After watching the devastation of his home world, Thanos reaches the conclusion that all civilizations will eventually exhaust the resources on which their lives depend, therefore populations occasionally have to be cut in half in order for life to continue and flourish. So, ignoring the idea that different cultures/planets may be at radically different stages of development or varying proximity to committing ecocide, or that ‘half’ doesn’t seem terribly scientific, Thanos decides to use the six infinity gems which he hunted down like horcruxes to kill off half of all of civilization with a snap of his gauntleted fingers.
Throughout the movie, Thanos applauds when other characters, even adversaries, seem to adopt his Utilitarian mentality. Utilitarianism, a philosophy first proposed by the English philosophers Jeremy Bentham and John Stuart Mill, states that our decisions should come from the desire to do the greatest good for the greatest number of people. In this stance, the end justifies the means, and an action becomes right or wrong solely in virtue of its consequences. After difficult decisions made by both Starlord and Scarlet Witch, Thanos compliments them – seeming downright smitten with Scarlet Witch and ready to accept Chris Pratt as a son-in-law.

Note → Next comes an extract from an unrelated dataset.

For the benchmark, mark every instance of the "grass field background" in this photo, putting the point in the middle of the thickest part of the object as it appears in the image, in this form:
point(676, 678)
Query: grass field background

This consequentialist view is contrasted with the unwavering rule-based morality of Captain America, who keeps bandying about the “We don’t trade lives” line with whomever is still talking to him. He believes that an action is morally right or wrong on its own, independent of the consequences.
The dichotomy between the Captain America’s stark morality and the Vision’s later decision to sacrifice himself for the greater good mirrors the argument between Kirk and Spock in Star Trek II: The Wrath of Khan. In both cases we see that consequentialist outlooks are sometimes enticing, especially when not taken to genocide-level extremes.
All of that being said, the problem with this “greater good” character motivation for Thanos comes down to one incompatible character trait – his overwhelming Sadism. In this film and GOTG2, we get first hand accounts of his brutal treatment of his daughters, Nebula and Gamora. In scenes where he kills, he does not bemoan the loss of life as a necessary evil. He enjoys it.
So we have Thanos simultaneously as ultra-moral and completely devoid of morality. If Thanos is on the side of the good, then he really needs to re-brand – maybe some warmer colors, a more light-hearted soundtrack, witty catch phrases, and ditch the devil dogs and the corpse-like sidekicks. The very name “Thanos” derives from the Greek word for death, and also recalls Freud’s death-drive. Perhaps something more approachable, like “Ed” or “Eric.”
While this contradiction between extremely concerned savior of the galaxy and sadistic death tyrant could be chalked up to irony of character or cognitive dissonance or just the intricacies of a round character, I prefer the comic book version of Thanos; the one who isn’t concerned with the flourishing of civilization or doing the right thing, but the mad Titan, devoid of all morality, non-sympathetic or relatable, and simply, utterly enamored by only one thing – death herself.
I prefer my Thanos with abysses for eyes.